Interpreting the large and complex datasets that arise from genome-wide mutational analyses of cancer is challenging. Given the improvements in bioinformatics and sequencing technologies, we expect that many such projects will come to fruition over the next several years. In the first study of this type, Sjöblom et al. (2006) primarily focused on individual genes and attempted to identify those whose mutation frequencies reflected rates that were higher than the passenger mutation frequencies. This initial analysis was unable to discern important genes that were mutated at relatively low frequencies and did not analyze relationships among the mutated genes. The multidimensional analysis performed herein was designed for just these purposes. While the initial study identified individual genes that were mutated, this current analysis identifies pathways, functional groups, and interacting networks that are mutated in colorectal and breast cancers. Although our analyses are at present incomplete and depend on the fidelity and extent of current annotation databases, several conclusions have already begun to emerge from these studies.

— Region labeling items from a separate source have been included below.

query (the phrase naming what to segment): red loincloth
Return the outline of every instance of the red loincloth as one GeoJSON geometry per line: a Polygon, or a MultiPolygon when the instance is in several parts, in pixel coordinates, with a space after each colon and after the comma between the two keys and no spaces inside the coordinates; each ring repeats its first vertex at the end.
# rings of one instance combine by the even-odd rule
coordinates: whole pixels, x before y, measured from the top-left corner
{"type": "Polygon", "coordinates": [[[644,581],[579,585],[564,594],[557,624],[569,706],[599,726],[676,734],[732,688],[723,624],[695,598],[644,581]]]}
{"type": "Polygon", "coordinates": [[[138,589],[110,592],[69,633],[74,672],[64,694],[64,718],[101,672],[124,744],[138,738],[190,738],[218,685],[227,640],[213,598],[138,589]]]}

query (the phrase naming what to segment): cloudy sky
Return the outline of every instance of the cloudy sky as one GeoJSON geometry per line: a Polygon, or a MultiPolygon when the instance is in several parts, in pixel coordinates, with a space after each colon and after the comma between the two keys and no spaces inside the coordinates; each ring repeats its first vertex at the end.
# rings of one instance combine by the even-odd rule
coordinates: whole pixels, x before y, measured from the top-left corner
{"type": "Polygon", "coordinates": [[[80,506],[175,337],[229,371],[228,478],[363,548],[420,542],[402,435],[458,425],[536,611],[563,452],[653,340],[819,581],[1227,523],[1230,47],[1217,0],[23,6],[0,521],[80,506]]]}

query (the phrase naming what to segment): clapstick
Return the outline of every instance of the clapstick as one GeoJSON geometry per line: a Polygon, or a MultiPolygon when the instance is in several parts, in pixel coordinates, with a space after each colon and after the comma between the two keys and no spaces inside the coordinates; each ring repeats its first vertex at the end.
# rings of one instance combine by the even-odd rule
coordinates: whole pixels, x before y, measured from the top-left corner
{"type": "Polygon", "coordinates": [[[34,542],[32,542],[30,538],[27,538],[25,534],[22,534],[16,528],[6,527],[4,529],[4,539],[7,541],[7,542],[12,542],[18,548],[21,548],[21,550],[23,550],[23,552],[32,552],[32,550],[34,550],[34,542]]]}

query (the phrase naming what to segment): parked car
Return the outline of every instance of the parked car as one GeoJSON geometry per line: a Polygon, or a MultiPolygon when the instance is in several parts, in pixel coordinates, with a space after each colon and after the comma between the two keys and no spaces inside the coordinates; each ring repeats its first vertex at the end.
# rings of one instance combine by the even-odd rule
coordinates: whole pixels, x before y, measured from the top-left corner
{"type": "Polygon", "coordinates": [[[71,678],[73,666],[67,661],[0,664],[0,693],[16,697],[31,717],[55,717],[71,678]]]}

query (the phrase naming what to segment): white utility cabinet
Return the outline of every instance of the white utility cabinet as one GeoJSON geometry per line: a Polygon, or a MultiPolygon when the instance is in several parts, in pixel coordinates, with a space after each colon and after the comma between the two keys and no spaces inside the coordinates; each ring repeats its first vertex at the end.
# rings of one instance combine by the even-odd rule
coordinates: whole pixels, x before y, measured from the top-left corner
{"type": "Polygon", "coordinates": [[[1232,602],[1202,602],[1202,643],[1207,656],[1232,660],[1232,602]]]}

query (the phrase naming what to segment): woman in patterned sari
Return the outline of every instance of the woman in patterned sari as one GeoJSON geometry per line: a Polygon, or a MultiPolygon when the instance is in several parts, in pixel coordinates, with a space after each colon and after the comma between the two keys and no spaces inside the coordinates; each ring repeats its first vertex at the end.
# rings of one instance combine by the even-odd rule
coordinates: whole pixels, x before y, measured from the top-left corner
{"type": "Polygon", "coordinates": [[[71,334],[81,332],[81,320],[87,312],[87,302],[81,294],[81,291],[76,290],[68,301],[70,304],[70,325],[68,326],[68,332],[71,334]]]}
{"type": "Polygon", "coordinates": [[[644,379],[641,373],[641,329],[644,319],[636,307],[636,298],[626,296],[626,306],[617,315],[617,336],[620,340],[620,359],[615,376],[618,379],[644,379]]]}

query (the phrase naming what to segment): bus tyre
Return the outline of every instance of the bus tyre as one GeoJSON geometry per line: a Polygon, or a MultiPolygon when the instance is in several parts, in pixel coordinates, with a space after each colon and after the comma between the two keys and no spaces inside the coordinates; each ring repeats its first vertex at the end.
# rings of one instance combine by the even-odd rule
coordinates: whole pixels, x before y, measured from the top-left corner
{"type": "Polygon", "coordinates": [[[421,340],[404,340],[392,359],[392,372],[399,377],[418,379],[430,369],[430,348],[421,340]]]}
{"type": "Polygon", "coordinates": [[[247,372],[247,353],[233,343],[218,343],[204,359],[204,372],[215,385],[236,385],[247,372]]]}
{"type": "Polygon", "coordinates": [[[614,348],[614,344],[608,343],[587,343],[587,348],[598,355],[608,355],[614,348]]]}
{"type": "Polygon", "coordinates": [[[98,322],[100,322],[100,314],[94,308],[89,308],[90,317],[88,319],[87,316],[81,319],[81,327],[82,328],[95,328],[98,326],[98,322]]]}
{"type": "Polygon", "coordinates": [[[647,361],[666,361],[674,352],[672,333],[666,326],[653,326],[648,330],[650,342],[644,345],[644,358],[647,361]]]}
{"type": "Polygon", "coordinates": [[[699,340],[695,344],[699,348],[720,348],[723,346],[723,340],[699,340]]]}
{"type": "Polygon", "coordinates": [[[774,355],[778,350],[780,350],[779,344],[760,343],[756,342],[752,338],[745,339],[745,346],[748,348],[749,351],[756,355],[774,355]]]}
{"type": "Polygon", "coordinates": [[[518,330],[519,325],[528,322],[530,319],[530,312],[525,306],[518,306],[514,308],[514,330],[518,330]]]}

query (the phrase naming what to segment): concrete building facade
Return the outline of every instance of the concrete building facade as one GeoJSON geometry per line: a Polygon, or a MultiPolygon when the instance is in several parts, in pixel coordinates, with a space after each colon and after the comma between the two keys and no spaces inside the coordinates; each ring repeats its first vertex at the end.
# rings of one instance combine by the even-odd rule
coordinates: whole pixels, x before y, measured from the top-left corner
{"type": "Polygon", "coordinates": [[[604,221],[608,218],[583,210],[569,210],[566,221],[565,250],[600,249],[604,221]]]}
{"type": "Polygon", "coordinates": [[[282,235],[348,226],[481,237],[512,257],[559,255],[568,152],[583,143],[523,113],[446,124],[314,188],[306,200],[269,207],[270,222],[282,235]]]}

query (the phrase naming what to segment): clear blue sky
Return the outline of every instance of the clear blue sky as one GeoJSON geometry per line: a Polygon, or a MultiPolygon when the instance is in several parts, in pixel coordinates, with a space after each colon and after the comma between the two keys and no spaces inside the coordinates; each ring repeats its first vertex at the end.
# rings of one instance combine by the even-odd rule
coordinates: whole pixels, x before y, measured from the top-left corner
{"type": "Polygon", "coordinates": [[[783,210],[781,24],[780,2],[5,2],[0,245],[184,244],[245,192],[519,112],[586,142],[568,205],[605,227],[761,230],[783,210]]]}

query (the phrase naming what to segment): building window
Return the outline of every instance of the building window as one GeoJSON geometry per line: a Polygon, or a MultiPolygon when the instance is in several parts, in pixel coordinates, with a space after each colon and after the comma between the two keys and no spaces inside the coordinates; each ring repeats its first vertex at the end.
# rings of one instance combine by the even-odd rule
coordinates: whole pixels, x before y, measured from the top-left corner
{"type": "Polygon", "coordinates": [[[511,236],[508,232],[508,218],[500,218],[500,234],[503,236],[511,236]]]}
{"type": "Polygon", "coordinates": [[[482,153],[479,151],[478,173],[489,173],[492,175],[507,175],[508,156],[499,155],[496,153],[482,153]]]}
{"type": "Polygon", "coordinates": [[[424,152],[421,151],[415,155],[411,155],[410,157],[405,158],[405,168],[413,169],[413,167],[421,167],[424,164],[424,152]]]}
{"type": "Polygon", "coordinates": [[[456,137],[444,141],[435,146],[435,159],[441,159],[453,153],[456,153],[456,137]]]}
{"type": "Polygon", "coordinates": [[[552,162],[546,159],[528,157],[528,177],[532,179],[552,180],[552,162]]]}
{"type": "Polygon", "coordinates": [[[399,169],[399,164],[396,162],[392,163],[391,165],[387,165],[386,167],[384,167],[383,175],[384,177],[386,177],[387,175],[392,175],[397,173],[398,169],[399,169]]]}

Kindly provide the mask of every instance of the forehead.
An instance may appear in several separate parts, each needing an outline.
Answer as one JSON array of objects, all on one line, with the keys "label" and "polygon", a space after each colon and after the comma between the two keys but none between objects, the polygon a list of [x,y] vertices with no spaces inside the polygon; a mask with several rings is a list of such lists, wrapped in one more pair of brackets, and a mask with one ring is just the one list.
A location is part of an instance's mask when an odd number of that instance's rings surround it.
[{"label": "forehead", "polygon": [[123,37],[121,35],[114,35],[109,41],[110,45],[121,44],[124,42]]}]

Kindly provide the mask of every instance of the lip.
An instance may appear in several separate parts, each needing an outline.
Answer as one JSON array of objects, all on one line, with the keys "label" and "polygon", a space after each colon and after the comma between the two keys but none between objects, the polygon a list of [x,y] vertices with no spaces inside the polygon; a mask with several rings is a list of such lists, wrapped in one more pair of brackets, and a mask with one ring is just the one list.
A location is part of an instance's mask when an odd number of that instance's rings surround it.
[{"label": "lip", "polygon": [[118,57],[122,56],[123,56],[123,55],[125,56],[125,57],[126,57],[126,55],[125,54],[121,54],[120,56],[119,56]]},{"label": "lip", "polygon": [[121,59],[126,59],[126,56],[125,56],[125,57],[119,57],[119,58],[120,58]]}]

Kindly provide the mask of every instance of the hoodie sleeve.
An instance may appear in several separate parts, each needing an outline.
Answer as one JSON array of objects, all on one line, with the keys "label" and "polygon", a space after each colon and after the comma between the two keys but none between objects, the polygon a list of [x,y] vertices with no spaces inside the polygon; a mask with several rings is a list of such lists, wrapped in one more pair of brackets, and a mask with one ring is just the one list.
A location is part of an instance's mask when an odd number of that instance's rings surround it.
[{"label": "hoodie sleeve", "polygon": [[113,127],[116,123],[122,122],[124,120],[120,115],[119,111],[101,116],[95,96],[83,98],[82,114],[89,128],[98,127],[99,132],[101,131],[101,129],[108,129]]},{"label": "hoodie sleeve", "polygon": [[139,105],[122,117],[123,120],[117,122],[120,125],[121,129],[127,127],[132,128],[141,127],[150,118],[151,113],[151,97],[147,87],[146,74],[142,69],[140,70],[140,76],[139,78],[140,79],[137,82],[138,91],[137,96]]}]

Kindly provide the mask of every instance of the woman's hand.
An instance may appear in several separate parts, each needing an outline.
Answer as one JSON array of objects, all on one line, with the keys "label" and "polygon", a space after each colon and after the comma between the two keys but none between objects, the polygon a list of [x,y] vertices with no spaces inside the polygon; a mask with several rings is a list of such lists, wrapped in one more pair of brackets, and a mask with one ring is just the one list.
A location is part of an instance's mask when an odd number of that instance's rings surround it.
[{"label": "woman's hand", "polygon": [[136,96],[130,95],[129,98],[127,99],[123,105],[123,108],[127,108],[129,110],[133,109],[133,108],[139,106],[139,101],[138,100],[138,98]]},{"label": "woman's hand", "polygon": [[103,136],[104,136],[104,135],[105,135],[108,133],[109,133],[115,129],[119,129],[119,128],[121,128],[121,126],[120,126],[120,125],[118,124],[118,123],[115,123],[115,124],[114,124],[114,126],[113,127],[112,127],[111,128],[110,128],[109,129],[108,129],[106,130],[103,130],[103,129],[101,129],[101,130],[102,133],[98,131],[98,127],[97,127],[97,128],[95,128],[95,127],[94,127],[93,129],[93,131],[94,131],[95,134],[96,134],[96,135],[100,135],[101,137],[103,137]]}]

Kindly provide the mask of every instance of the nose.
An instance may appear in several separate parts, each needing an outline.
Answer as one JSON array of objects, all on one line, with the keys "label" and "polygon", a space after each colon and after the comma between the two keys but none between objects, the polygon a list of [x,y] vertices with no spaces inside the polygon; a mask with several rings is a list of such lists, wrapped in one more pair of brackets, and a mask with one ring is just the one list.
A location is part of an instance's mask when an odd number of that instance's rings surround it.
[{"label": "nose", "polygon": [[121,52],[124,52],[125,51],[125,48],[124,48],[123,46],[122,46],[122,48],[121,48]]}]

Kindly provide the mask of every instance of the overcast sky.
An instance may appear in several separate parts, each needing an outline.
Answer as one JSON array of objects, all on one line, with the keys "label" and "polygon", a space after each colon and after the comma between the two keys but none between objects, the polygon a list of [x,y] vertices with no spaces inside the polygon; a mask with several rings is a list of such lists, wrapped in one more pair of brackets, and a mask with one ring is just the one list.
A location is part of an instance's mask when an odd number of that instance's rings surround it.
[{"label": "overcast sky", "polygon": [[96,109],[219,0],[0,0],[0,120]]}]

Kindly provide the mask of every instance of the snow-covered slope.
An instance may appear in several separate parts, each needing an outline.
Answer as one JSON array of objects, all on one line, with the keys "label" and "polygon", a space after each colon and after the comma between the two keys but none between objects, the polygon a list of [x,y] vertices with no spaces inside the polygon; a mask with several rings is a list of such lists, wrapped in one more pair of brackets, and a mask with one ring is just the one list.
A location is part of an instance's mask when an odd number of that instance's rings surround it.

The first is that the distribution of mutations observed in the Sjöblom et al. (2006) study is clearly nonrandom. This was initially suggested by the overall number of mutations observed and the prevalence of mutations in specific genes. In this multidimensional analysis, we have identified 51 protein domains, 25 functional groups, and 53 pathways that are enriched for somatic mutations. The Group CaMP and CaMP GSEA approaches used to delineate these gene groups were performed in a rigorous manner, requiring that both the fraction of genes within a particular group and the number or distribution of mutations be higher than what would be expected in the absence of selection. As the Group CaMP studies are sensitive to the passenger mutation prevalence, we performed our analyses using the most conservative estimate available for this prevalence by assuming that all mutations detected in the Sjöblom et al. (2006) study were simply passengers. This approach is clearly an overestimate of the true passenger mutation frequency because it includes mutations of genes that play a causal role in tumorigenesis as well as true passenger mutations. Nevertheless, this process ensured that the groups identified in this study were statistically significant even if the passenger mutation rate was higher than estimated by previous experimental studies.

A second conclusion is that there is substantial value in examining these datasets from different dimensions. Enrichment in protein domains reveals groups of highly related proteins, each of which may be mutated at low levels. Although there is a clear relationship between sequence and function, analysis of enriched functional annotation can allow for abstraction of important biological processes shared by disparate proteins that may not be similar on a sequence level. Examination of protein–protein interactions can provide a more global view of networks that are enriched for mutations. Finally, pathways reveal organizing structures that may not be determined from the other three dimensions. Together, these four complementary views can provide a global view of mutated gene groups and processes.

What are the gene groups and processes that are enriched in these cancer types and what do they tell us about the mechanisms underlying tumorigenesis? For both tumor types, our results pointed to the importance of alterations in intercellular interactions. These included proteins with extracellular domains involved in adhesion (e.g., fibronectin and cadherins), functional groups involved in cell adhesion and extracellular matrix generation and biogenesis, and pathways implicated in cell–cell communication. A multitude of mutated genes are contained in these groups and are delineated in Supplemental Tables 1–3. These observations are generally consistent with the hypothesis that in order for tumor cells to proliferate and invade, they must alter their adhesion dependence to other cells and to the basement membrane and escape control by contact inhibition (Gupta et al. 2007).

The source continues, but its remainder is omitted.